Kang H Y, Lin H K, Hu Y C, Yeh S, Huang K E, Chang C
George Whipple Laboratory for Cancer Research, Department of Pathology, of Rochester Medical Center, Rochester, NY 14642, USA.
Proc Natl Acad Sci U S A. 2001 Mar 13;98(6):3018-23. doi: 10.1073/pnas.061305498. Epub 2001 Mar 6.

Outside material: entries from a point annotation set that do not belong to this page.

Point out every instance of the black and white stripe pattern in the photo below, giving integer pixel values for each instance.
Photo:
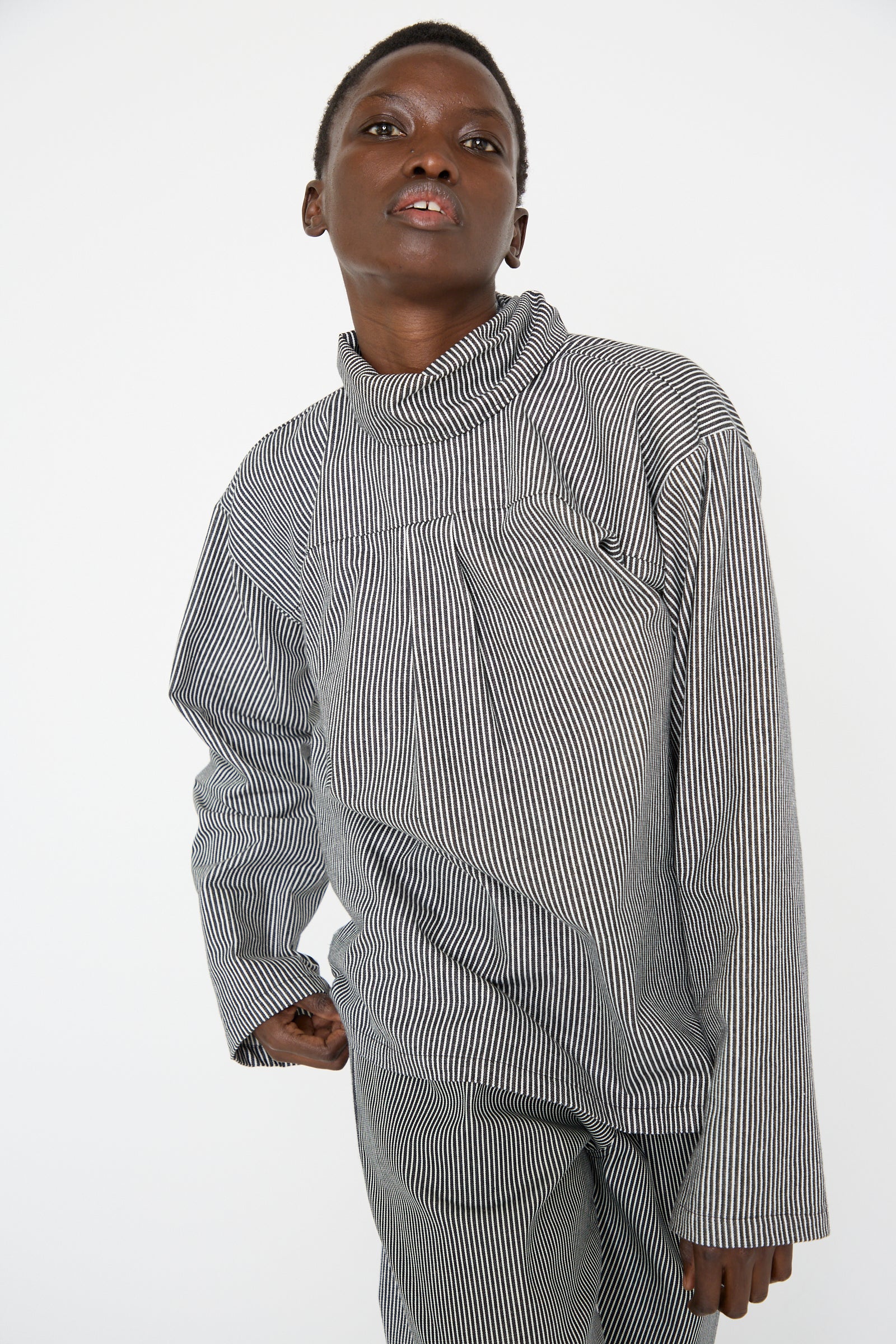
(510, 1220)
(494, 650)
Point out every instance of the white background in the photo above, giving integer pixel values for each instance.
(710, 178)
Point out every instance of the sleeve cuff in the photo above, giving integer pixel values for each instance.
(254, 992)
(769, 1230)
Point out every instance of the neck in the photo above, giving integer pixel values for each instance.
(405, 334)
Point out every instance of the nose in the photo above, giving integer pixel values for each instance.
(432, 162)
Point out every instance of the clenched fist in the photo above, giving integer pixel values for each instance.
(293, 1038)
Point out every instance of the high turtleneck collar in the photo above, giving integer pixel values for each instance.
(473, 380)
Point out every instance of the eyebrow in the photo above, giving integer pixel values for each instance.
(476, 112)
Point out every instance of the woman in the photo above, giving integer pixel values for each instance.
(488, 639)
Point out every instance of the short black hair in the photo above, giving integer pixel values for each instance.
(448, 35)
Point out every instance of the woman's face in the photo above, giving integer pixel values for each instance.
(425, 124)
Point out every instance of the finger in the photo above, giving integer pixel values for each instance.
(295, 1042)
(760, 1275)
(707, 1271)
(736, 1276)
(309, 1052)
(321, 1006)
(297, 1037)
(687, 1265)
(782, 1264)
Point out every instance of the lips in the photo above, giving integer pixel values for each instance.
(428, 203)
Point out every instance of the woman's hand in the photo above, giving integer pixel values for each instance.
(293, 1038)
(729, 1280)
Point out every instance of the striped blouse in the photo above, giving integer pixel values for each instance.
(494, 650)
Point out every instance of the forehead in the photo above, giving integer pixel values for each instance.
(435, 77)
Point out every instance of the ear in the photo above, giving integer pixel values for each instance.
(520, 220)
(314, 221)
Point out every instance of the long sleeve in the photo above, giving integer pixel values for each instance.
(757, 1173)
(240, 678)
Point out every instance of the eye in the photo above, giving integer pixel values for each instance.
(376, 127)
(492, 147)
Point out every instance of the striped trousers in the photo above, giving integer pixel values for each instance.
(508, 1220)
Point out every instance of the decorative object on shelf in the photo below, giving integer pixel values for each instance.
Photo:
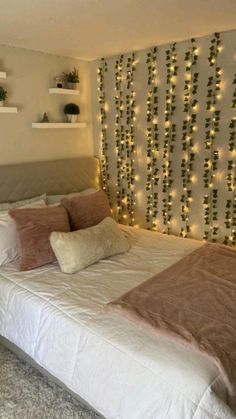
(3, 75)
(58, 82)
(58, 125)
(62, 91)
(3, 96)
(72, 111)
(72, 79)
(45, 118)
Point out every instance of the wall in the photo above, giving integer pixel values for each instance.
(146, 172)
(30, 74)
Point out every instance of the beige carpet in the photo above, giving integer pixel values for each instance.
(26, 394)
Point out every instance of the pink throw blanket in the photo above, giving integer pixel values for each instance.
(194, 303)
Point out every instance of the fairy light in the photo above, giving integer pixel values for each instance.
(188, 129)
(105, 172)
(230, 212)
(119, 136)
(130, 136)
(160, 178)
(170, 136)
(212, 153)
(152, 179)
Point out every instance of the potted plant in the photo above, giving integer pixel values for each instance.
(72, 111)
(3, 96)
(72, 79)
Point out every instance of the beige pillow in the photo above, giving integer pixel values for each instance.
(56, 199)
(78, 249)
(33, 227)
(88, 210)
(6, 206)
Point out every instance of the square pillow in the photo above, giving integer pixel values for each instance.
(8, 241)
(6, 206)
(56, 199)
(78, 249)
(34, 227)
(87, 211)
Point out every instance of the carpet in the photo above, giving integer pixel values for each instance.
(26, 394)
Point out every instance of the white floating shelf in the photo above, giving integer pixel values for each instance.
(69, 125)
(58, 91)
(3, 75)
(7, 109)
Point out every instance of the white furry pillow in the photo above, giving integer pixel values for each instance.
(78, 249)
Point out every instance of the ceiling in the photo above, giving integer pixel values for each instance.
(89, 29)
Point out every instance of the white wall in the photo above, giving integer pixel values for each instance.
(30, 74)
(226, 60)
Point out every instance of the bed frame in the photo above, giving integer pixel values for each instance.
(55, 177)
(21, 181)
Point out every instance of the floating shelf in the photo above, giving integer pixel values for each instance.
(3, 75)
(58, 91)
(68, 125)
(7, 109)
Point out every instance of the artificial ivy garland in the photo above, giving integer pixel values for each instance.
(105, 174)
(212, 123)
(230, 214)
(120, 137)
(129, 137)
(170, 136)
(152, 140)
(188, 130)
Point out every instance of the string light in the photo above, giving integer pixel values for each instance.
(230, 213)
(162, 201)
(105, 173)
(170, 136)
(188, 129)
(152, 141)
(119, 136)
(212, 153)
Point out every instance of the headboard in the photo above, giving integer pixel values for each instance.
(20, 181)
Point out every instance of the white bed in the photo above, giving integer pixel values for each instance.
(119, 369)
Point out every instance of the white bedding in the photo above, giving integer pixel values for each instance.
(120, 369)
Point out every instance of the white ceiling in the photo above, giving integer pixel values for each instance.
(89, 29)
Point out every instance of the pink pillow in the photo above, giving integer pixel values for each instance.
(33, 227)
(88, 210)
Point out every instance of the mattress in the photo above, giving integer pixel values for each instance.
(120, 369)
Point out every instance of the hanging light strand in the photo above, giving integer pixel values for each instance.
(105, 172)
(130, 138)
(230, 213)
(119, 136)
(212, 122)
(170, 136)
(152, 180)
(188, 134)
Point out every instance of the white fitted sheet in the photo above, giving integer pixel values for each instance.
(120, 369)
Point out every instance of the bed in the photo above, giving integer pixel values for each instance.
(120, 369)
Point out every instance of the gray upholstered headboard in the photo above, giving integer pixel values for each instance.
(20, 181)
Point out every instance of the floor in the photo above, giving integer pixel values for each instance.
(27, 394)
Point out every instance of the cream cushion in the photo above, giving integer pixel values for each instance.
(78, 249)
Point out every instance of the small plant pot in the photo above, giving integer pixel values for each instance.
(73, 86)
(72, 118)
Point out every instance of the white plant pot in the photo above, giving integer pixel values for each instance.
(74, 86)
(72, 118)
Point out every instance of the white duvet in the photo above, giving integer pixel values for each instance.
(122, 370)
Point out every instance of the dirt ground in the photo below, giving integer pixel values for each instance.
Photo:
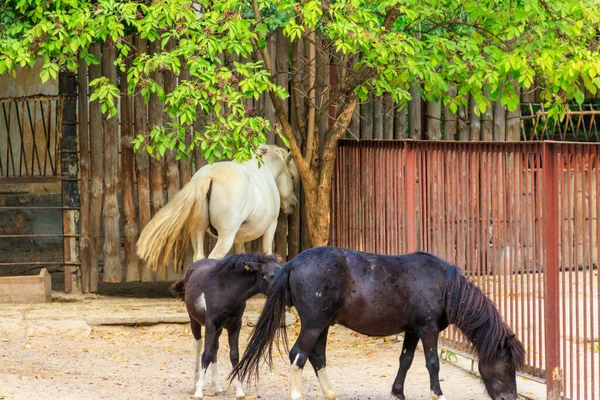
(156, 362)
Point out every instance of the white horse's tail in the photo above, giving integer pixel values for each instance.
(159, 240)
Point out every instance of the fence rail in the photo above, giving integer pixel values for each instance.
(519, 218)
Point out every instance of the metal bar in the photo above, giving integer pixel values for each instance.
(37, 208)
(40, 263)
(551, 309)
(33, 125)
(29, 98)
(22, 155)
(28, 179)
(39, 235)
(411, 223)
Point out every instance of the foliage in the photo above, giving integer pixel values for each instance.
(472, 45)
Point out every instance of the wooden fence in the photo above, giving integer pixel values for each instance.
(121, 191)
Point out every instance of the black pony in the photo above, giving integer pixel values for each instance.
(378, 295)
(215, 294)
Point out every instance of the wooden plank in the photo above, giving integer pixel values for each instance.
(434, 117)
(84, 173)
(142, 165)
(475, 126)
(97, 173)
(414, 113)
(110, 211)
(130, 228)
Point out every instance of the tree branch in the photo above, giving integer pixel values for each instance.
(312, 98)
(333, 137)
(303, 167)
(296, 90)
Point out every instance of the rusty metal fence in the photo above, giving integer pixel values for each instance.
(33, 176)
(519, 218)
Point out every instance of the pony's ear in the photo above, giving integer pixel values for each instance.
(252, 266)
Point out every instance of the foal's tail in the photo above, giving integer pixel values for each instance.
(159, 241)
(270, 322)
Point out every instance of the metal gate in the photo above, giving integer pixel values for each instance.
(521, 219)
(37, 206)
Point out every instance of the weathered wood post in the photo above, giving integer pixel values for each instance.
(69, 186)
(85, 246)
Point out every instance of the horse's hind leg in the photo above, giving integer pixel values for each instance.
(318, 360)
(224, 243)
(197, 332)
(234, 355)
(208, 357)
(408, 351)
(429, 338)
(298, 356)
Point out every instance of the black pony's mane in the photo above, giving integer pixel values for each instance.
(236, 263)
(476, 316)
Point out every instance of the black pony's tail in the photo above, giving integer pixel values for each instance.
(178, 289)
(270, 322)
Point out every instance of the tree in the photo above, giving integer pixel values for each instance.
(373, 47)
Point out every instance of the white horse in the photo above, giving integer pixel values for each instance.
(241, 201)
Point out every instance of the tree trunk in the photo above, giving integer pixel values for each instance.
(171, 163)
(499, 120)
(414, 112)
(142, 164)
(377, 117)
(487, 122)
(434, 116)
(84, 170)
(110, 212)
(130, 229)
(96, 185)
(475, 128)
(388, 117)
(366, 119)
(513, 119)
(450, 119)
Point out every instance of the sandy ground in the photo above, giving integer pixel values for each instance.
(157, 363)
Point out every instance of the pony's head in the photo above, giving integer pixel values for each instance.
(265, 267)
(287, 180)
(499, 372)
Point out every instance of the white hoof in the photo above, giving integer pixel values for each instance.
(436, 397)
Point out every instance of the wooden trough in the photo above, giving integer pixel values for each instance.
(26, 289)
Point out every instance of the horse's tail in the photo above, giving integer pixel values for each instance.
(271, 321)
(159, 241)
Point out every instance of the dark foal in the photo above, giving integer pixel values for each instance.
(215, 294)
(376, 295)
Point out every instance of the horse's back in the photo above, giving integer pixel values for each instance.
(370, 293)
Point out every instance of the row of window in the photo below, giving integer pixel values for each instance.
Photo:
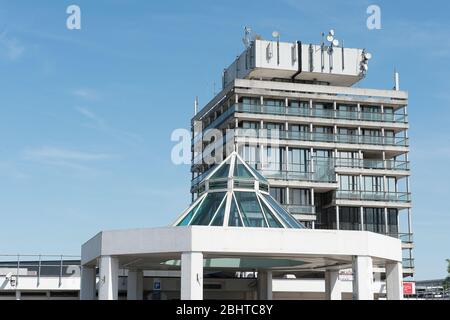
(350, 219)
(316, 129)
(317, 105)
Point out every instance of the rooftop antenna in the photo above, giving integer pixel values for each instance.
(248, 37)
(276, 35)
(196, 105)
(364, 67)
(333, 42)
(396, 80)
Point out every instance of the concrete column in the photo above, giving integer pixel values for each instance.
(265, 285)
(88, 277)
(361, 212)
(362, 278)
(333, 289)
(394, 281)
(135, 285)
(192, 276)
(337, 217)
(109, 278)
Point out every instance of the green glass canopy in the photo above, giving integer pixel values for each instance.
(236, 195)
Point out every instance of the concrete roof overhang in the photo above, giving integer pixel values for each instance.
(240, 248)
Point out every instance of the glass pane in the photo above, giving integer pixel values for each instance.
(234, 220)
(250, 209)
(273, 222)
(206, 212)
(283, 214)
(222, 172)
(218, 220)
(189, 216)
(241, 171)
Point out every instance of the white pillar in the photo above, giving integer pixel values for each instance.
(135, 285)
(333, 287)
(87, 288)
(109, 278)
(362, 278)
(192, 276)
(394, 281)
(265, 285)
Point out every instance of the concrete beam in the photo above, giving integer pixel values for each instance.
(109, 278)
(265, 291)
(88, 279)
(333, 286)
(192, 276)
(362, 278)
(394, 281)
(135, 285)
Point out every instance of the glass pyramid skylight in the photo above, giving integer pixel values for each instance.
(236, 195)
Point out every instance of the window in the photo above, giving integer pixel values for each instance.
(349, 218)
(279, 194)
(273, 158)
(393, 221)
(274, 103)
(349, 183)
(346, 107)
(372, 109)
(299, 104)
(274, 126)
(251, 101)
(251, 155)
(250, 125)
(298, 128)
(299, 197)
(374, 220)
(298, 160)
(373, 184)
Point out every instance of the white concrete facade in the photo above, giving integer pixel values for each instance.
(150, 249)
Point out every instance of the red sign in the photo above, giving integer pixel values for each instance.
(409, 288)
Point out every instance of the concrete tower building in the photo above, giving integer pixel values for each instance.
(335, 156)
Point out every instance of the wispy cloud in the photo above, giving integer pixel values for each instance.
(10, 170)
(10, 47)
(87, 94)
(66, 158)
(98, 123)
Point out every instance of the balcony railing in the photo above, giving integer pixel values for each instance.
(404, 237)
(322, 137)
(372, 164)
(322, 113)
(301, 209)
(408, 263)
(374, 196)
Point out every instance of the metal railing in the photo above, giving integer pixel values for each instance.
(404, 237)
(301, 209)
(16, 266)
(322, 113)
(322, 137)
(372, 164)
(372, 195)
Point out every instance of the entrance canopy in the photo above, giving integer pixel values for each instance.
(236, 195)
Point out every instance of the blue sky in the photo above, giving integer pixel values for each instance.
(86, 115)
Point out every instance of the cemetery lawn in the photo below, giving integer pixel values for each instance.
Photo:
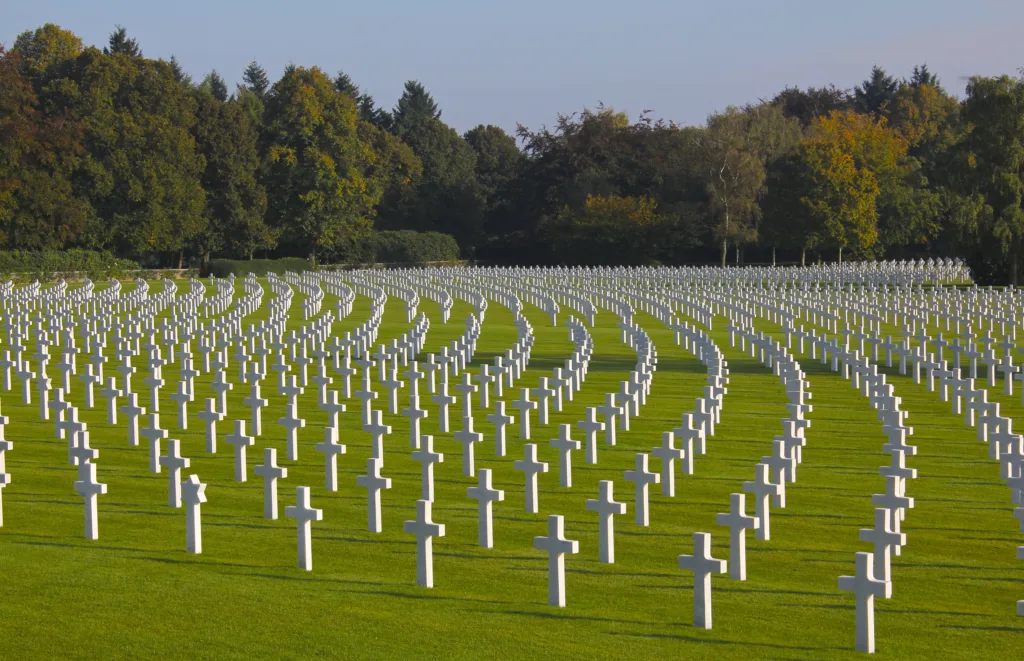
(135, 592)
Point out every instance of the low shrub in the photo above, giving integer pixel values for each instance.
(401, 247)
(47, 264)
(242, 267)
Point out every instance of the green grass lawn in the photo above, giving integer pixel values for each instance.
(135, 592)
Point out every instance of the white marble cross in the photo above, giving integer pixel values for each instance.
(427, 457)
(702, 566)
(564, 444)
(378, 430)
(524, 405)
(154, 434)
(173, 461)
(466, 390)
(606, 508)
(240, 442)
(668, 452)
(642, 479)
(89, 489)
(591, 426)
(556, 546)
(374, 483)
(194, 494)
(485, 495)
(500, 421)
(468, 438)
(885, 540)
(443, 400)
(609, 409)
(211, 416)
(133, 411)
(738, 522)
(331, 448)
(415, 414)
(425, 530)
(304, 515)
(865, 587)
(292, 425)
(4, 476)
(270, 473)
(762, 488)
(530, 467)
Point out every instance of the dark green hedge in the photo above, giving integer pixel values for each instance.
(243, 267)
(46, 263)
(402, 247)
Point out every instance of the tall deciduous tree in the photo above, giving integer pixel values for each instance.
(992, 158)
(415, 106)
(38, 156)
(448, 199)
(256, 80)
(236, 203)
(121, 43)
(214, 85)
(734, 149)
(316, 165)
(877, 94)
(142, 171)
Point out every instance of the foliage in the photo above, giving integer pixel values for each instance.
(93, 263)
(316, 165)
(606, 230)
(108, 149)
(402, 247)
(241, 268)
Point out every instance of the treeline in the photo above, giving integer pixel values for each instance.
(111, 150)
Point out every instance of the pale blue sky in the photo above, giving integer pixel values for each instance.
(525, 61)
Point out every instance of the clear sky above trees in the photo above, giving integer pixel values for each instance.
(507, 62)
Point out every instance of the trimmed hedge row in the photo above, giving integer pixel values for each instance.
(403, 247)
(42, 264)
(243, 267)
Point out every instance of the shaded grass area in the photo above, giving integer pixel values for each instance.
(136, 592)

Although transforming growth factor-beta (TGF-beta) has been identified to mainly inhibit cell growth, the correlation of elevated TGF-beta with increasing serum prostate-specific antigen (PSA) levels in metastatic stages of prostate cancer has also been well documented. The molecular mechanism for these two contrasting effects of TGF-beta, however, remains unclear. Here we report that Smad3, a downstream mediator of the TGF-beta signaling pathway, functions as a coregulator to enhance androgen receptor (AR)-mediated transactivation. Compared with the wild-type AR, Smad3 acts as a strong coregulator in the presence of 1 nM 5alpha-dihydrotestosterone, 10 nM 17beta-estradiol, or 1 microM hydroxyflutamide for the LNCaP mutant AR (mtAR T877A), found in many prostate tumor patients. We further showed that endogenous PSA expression in LNCaP cells can be induced by 5alpha-dihydrotestosterone, and the addition of the Smad3 further induces PSA expression. Together, our findings establish Smad3 as an important coregulator for the androgen-signaling pathway and provide a possible explanation for the positive role of TGF-beta in androgen-promoted prostate cancer growth.
尽管已确定转化生长因子-β(TGF-β)主要抑制细胞生长,但在前列腺癌转移阶段,TGF-β升高与血清前列腺特异性抗原(PSA)水平升高之间的相关性也有充分记录。然而,TGF-β这两种相反作用的分子机制仍不清楚。在此我们报告,TGF-β信号通路的下游介质Smad3作为一种共调节因子,增强雄激素受体(AR)介导的反式激活。与野生型AR相比,在许多前列腺肿瘤患者中发现的LNCaP突变体AR(mtAR T877A)在存在1 nM 5α-二氢睾酮、10 nM 17β-雌二醇或1 μM氟他胺的情况下,Smad3作为一种强大的共调节因子发挥作用。我们进一步表明,LNCaP细胞中的内源性PSA表达可被5α-二氢睾酮诱导,添加Smad3可进一步诱导PSA表达。总之,我们的研究结果确立了Smad3作为雄激素信号通路的重要共调节因子,并为TGF-β在雄激素促进的前列腺癌生长中的积极作用提供了一种可能的解释。